Am Salzigen See bei Röblingen
    A m Rand eines Waldes etwa zwei Meilen vor Röblingen, wo Albrecht von Wettin an einem salzigen See seine Truppen sammelte, ließen Landgraf Hermann und Dietrich von Weißenfels ihre Streitmacht rasten. Angesichts der dreitausend thüringischen Kämpfer und der zu ihnen gestoßenen Ministerialen samt Geleit fiel die Zahl der Weißenfelser kaum ins Gewicht. Doch am Ende zählte jeder, der eine Waffe führen konnte.
    Die Tiere wurden zu einem Wasserlauf geführt und getränkt, auch die Männer sollten sich stärken und ihren Durst löschen.
    Dann befahl Hermann den Kämpfern, niederzuknien und Gott und den heiligen Georg um Beistand in der Schlacht zu bitten.
    Nach dem vielstimmigen »Amen« trat beklemmende Stille ein. Nur die Blätter der Bäume rauschten müde im schwachen Wind, der an diesem heißen Sommertag kaum Kühlung brachte – schon gar nicht den voll gerüsteten Männern.
    Nun erhoben sich die Kämpfer einer nach dem anderen.

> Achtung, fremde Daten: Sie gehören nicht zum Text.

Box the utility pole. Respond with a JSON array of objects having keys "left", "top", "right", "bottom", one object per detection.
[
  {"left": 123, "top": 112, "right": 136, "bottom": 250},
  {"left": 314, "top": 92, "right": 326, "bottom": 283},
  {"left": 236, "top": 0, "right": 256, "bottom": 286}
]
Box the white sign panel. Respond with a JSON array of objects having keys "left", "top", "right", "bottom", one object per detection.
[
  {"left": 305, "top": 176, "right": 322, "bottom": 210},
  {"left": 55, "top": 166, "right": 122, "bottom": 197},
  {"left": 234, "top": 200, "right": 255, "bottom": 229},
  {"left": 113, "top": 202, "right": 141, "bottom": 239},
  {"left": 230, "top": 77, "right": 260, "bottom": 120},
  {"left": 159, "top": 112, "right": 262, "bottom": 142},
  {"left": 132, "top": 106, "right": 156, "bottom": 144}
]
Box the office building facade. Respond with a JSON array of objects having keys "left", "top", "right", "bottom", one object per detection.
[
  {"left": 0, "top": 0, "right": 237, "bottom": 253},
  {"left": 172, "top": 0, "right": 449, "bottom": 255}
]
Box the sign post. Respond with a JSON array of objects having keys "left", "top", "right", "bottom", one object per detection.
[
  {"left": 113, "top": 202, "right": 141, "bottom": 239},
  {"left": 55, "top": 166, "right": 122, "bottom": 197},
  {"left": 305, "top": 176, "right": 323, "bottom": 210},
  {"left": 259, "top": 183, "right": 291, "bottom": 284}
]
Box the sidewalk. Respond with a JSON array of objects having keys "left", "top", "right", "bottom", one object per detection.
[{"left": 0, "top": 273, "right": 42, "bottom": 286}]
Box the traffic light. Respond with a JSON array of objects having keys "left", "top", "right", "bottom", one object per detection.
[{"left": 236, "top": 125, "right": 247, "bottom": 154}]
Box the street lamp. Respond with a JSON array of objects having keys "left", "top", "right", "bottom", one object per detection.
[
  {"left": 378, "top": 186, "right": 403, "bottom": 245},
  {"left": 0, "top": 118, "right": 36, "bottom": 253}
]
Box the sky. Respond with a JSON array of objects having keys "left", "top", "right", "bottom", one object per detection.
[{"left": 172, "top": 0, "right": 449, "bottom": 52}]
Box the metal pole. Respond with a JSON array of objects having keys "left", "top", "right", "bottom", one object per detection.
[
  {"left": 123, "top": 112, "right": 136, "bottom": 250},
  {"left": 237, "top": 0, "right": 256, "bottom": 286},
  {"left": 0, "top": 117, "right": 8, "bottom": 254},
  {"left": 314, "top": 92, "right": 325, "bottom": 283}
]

Eisen klirrte, Pferde wieherten, Kommandos wurden gebrüllt, um die Reihen zu formieren.
    Hermann und Dietrich führten das Heer an, direkt auf Albrechts Lager zu. Ihnen folgten in breiter Linie Panzerreiterei, Bogenschützen und Fußvolk.
    Der Feind würde sie kommen sehen, aber die beiden Feldherren beabsichtigten ohnehin, Albrecht ein letztes Kapitulationsangebot zu unterbreiten, bevor sie ihre Männer erneut in die Schlacht schickten.
    Etwas mehr als eine Pfeilschussweite vom gegnerischen Lagerplatz entfernt, befahl Hermann den Kämpfern zu warten. Er selbst und Dietrich ritten in zügigem Trab voran, begleitet vom thüringischen Marschall, dem Burggrafen von Leisnig als Vertreter der Reichsministerialität und einem Dutzend Leibwachen, unter ihnen Lukas, Thomas, Norbert, Raimund und Burchard von Salza.
    Im meißnischen Lager wurde bereits hastig gerüstet, von überall erschollen Rufe und Kommandos. Die meisten Männer waren ohnehin kampfbereit; sie warteten längst auf einen Angriff.
    Als sich die kleine Gruppe mit dem thüringischen Banner näherte, kam ihnen ein einzelner Reiter entgegen: Gerald, der genesen und wieder in sein Amt als Marschall eingesetzt war.
    »Richtet dem Markgrafen aus, er möge sich mit seinen Truppen unverzüglich in seine Gebiete zurückziehen. Sonst greifen wir an!«, rief Hermann ihm zu.
    »Das werden wir nicht«, entgegnete Gerald nicht minder laut.